On a déjà tant dit, tant écrit, tant disserté sur les défaillances de l’état, ses mensonges depuis janvier, son amateurisme, sa veulerie que les mots sont désormais des poulets sans têtes. La publicité comparative a remplacé la pensée, photo du monde d’avant, photo du monde d’après (toutes les variantes sont envisagées, mieux, pire, pareil, tirons les leçons de etc. Les restes putrides des partis politiques, hors LREM, se « positionnent »). La lassitude intellectuelle est telle que les enseignants s’apprêtent même à retourner en classe malgré les avertissements (ceux du conseil de l’ordre des médecins,de l’OMS,de l’INSERM) pour ne pas entendre une fois encore qu’ils vivent dans une tour d’ivoire,qu’ils ne sont pas solidaires des salariés,des chômeurs partiels,des parents isolés,des femmes battues,des chômeurs,des enfants de prolos,du trou dans la couche d’ozone et des chiens errants. Peut-être même certains sont-ils convaincus par les discours du ministre Blanquer sur les élèves décrocheurs en déshérence qu’il faut sauver pour les besoins de l’économie de marché. Le même Blanquer qui aura inventé, avec Pierre Mathiot, la réforme la plus inégalitaire de l’histoire de son ministère et aura poursuivi le travail de fossoyeur entamé par ses prédécesseurs (actuellement les académies sous la houlette de recteurs fantoches continuent le sale boulot et mettent en bière la rentrée de septembre avec toujours moins de professeurs,moins de postes, moins d’heures, moins de contenu pédagogique). Des protestations se font entendre mais isolées, sporadiques, impuissantes, encore trop faibles. N’y allez pas le 11, élèves, professeurs, c’est folie! Lisez plutôt Thoreau sur la désobéissance civile. Faites sienne sa devise « être éveillé, c’est être vivant ». Jamais cette phrase, une parmi d’autres écrite par cet homme qui depuis sa cabane de Walden refaisait le monde en clouant des planches, n’aura été aussi vraie qu’aujourd’hui. Il s’agit d’être vivant face à ceux qui parient sur la mort des laborieux pour garantir leur survie et leur richesse.

La modération, l’objectivité, la neutralité, la mesure, le vivre-ensemble ne sont que les outils conceptuels utilisés par l’état pour raser ce qui dépasse et criminaliser la contestation.
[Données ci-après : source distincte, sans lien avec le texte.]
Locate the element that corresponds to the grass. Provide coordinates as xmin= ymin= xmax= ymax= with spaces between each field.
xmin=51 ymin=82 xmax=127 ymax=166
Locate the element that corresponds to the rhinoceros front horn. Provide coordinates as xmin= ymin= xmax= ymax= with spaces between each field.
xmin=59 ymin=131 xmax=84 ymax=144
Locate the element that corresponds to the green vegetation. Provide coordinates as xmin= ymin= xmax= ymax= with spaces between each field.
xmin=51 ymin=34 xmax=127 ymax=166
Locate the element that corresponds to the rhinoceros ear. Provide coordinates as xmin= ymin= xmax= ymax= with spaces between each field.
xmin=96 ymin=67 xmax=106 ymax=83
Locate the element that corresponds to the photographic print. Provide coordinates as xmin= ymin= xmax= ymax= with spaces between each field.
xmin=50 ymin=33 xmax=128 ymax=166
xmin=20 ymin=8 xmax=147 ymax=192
Depuis qu’elle est au pouvoir, la République en Marche a érigé l’idiotie polie en dogme qu’elle défend à coup de LBD et de grenades lacrymogènes (aucune déprime ne résiste 5 minutes à un discours de Muriel Pénicaud, à une allocution d’Emmanuel Macron ou à l’annonce d’Agnès Buzyn de quitter le ministère de la santé en pleine crise sanitaire). Or, le monde enseignant est pour beaucoup constitué d’anciens élèves studieux qui pendant leur enfance se sont tenus à carreau au premier rang et ont levé la main pour attirer l’attention de l’instituteur. Il a encore du mal à lancer des boulettes à la gueule du dirlo, à accepter la possibilité du désordre et celle de la solidarité sans chef. Le défi du 11 mai est à relever. Frédéric Lordon dans une récente tribune intitulée « Patience », publiée dans les Blogs de Médiapart écrit sans se soucier de la bienséance qui cryogénise les cerveaux: « C’est que le forcené retranché à l’Elysée est en train de fabriquer un monstre Frankenstein en cousant des bouts de bidoche avec du fil de fer. » Quand l’état déraisonne,débloque, figé dans une verticalité dangereuse, n’a-t-on pas le devoir d’être plus sensé que lui ? En d’autres termes (et pour reprendre ceux de Lordon) est-on obligé de suivre les injonctions d’un sociopathe qui « assumera » lors d’une allocution en juillet le nombre de morts occasionné par sa décision de rouvrir les établissements scolaires à partir du 11 mai ?

Telle est, semble-t-il, la question que les enseignants devront se poser d’ici le 11 mai. De leur réponse collective dépend sûrement la suite des évènements.